Avro 624 Six
After the success of the Avro 618 Ten, it was decided at Avro to build a similar aircraft which, although smaller than the ten, but slightly larger than the Avro 619 Five should be.
Starting from the concept of the Five, a machine was constructed with the two pilots side-by-side and comfort for four passengers. This had more headroom and, at the rear of the airplane, a washing room.
The fuselage consisted of a fabric-covered steel tube construction. One of the three engines had been installed in the fuselage nose, the other two engines were the first prototypes in the wings, with the following machine the outer engines were suspened under the wings. The non-retractable landing gear consisted of a two-sprung main gear and a fixed tailwheel.
The first prototype, with the registration G-AAYR, was seen for the first time in May 1930 during intensive flight tests at Woodford and Heston . After these tests, minor changes were made in the second machine. Thus, the outer engines were installed suspened from the wings. In addition, the original one-piece cockpit window was divided and beveled for better drainage of rain drops.

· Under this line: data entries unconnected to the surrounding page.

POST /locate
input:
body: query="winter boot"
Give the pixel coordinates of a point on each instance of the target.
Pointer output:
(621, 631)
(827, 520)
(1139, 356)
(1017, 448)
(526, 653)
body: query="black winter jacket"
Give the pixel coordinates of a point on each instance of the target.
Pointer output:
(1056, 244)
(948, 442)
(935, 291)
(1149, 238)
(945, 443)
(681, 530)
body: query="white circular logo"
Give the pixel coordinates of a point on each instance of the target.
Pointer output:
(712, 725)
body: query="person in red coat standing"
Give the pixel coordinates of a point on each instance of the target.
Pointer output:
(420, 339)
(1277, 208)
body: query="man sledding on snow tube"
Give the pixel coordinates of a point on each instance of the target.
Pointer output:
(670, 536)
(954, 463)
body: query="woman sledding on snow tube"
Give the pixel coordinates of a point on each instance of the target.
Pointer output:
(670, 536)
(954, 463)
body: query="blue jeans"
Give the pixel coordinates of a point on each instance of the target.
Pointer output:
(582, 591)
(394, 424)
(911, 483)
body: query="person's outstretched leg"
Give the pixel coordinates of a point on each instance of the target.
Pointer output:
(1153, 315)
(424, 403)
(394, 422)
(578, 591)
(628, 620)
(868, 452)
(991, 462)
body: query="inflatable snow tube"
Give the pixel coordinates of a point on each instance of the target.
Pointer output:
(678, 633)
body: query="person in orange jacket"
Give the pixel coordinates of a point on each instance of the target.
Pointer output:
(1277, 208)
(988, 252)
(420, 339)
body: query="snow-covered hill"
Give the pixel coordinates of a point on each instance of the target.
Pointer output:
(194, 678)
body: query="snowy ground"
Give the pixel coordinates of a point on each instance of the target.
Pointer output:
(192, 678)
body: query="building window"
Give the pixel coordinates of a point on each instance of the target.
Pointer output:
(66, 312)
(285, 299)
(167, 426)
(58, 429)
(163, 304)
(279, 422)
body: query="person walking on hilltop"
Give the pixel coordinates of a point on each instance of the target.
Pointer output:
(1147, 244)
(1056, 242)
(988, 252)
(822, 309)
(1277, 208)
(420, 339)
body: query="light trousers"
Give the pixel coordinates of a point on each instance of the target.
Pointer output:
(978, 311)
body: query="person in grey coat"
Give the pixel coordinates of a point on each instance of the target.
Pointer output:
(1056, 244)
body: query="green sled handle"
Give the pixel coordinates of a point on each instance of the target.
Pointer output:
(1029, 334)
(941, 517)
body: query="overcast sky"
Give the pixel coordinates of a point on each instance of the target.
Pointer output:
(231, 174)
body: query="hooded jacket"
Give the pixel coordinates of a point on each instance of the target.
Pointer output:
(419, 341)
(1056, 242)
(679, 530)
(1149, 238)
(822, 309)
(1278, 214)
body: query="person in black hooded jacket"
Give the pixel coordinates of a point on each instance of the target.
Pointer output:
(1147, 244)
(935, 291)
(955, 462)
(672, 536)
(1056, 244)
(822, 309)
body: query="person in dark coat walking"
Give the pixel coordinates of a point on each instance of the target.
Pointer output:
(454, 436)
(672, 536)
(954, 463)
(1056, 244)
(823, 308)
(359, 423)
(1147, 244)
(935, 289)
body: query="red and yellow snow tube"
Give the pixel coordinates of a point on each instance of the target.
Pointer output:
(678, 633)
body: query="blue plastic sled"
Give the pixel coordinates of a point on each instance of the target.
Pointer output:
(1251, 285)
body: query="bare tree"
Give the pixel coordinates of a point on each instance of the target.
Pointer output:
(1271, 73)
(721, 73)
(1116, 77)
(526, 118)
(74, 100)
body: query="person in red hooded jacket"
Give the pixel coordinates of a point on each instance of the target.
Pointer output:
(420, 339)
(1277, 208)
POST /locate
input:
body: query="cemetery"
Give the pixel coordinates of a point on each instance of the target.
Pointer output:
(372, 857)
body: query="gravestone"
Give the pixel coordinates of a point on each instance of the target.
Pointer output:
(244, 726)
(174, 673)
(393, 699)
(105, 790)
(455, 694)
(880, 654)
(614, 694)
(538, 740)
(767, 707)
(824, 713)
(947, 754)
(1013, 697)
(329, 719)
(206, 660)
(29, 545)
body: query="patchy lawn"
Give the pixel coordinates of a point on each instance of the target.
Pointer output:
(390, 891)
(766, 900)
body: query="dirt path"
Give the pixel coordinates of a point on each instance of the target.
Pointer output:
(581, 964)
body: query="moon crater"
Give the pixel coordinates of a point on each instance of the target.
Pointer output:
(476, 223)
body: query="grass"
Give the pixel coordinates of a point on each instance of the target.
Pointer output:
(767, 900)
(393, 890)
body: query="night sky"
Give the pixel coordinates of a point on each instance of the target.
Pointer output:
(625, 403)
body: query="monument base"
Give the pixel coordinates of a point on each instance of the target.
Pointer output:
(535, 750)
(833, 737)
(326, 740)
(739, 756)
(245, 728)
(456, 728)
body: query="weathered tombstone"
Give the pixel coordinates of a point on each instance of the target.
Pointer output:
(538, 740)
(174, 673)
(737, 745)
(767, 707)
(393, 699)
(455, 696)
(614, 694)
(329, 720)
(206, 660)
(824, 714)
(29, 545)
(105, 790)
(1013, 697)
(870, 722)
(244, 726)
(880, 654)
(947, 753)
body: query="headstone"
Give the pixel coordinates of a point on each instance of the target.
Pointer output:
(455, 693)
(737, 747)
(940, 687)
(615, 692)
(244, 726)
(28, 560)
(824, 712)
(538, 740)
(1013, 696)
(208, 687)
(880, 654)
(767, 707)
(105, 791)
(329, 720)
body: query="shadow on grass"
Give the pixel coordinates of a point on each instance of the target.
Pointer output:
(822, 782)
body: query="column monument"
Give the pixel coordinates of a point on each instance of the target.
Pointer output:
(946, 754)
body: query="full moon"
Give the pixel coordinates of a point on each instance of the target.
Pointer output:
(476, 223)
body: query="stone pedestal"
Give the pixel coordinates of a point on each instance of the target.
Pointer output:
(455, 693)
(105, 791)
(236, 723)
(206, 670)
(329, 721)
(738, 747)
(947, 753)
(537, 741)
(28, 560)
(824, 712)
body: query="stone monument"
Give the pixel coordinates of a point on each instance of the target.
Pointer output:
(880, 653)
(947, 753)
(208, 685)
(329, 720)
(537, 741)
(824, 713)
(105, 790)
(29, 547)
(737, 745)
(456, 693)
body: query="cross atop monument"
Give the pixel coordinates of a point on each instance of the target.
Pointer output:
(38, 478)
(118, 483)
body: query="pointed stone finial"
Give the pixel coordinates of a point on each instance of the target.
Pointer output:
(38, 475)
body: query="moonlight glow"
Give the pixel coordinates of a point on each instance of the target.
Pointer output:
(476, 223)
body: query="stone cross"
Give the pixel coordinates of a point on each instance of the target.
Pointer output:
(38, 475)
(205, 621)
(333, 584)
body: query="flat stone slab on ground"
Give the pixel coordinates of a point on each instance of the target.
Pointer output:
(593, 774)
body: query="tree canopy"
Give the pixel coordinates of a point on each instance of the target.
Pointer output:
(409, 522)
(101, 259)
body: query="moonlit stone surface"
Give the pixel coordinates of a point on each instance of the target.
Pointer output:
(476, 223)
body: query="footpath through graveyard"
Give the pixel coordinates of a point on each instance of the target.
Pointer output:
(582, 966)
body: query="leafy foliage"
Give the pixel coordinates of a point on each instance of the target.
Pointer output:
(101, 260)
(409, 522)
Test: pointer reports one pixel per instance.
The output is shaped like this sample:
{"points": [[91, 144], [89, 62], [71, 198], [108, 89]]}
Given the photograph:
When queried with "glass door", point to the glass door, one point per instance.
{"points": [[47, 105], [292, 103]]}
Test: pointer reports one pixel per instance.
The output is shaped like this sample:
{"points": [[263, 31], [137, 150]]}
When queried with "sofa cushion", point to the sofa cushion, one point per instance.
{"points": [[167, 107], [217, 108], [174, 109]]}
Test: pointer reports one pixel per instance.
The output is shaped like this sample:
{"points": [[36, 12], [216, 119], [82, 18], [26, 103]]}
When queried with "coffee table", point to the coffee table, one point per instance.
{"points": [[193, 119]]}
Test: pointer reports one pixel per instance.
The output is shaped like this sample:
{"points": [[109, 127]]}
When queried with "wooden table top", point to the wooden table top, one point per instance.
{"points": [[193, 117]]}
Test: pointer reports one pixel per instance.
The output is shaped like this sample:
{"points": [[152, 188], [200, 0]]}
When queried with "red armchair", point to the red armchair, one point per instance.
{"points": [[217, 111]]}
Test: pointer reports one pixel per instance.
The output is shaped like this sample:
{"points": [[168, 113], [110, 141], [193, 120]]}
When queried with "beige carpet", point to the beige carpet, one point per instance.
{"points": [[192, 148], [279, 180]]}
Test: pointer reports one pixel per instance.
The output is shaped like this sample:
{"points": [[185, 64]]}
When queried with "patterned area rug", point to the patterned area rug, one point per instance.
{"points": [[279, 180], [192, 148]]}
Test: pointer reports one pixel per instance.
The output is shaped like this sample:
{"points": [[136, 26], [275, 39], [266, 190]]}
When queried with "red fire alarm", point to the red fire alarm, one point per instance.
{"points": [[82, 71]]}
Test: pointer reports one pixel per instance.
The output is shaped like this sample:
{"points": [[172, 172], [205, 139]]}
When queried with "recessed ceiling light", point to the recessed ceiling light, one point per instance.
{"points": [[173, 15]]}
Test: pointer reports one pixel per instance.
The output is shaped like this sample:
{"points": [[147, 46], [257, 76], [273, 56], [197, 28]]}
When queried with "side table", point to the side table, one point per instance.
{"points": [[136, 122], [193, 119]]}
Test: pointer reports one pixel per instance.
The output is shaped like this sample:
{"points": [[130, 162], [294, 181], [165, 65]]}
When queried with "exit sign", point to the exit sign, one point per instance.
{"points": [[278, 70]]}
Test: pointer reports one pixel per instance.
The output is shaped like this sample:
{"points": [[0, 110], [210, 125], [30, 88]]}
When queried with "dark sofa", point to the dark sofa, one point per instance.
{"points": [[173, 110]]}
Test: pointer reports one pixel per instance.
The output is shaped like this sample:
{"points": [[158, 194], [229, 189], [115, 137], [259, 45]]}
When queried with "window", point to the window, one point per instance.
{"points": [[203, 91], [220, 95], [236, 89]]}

After a demonstration of this machine at the end of 1931 it was sold to the Far East Ltd Aviation.
A third Six was formed in 1933 through the conversion of an Avro 619 Five as a so-called "flying classroom" for navigator training for the private company Air Service Training Ltd., The machine was operated in the first days of the Second World War from the No. 11 Air Observers Navigation School (navigation school).
Other machines of this type were not built.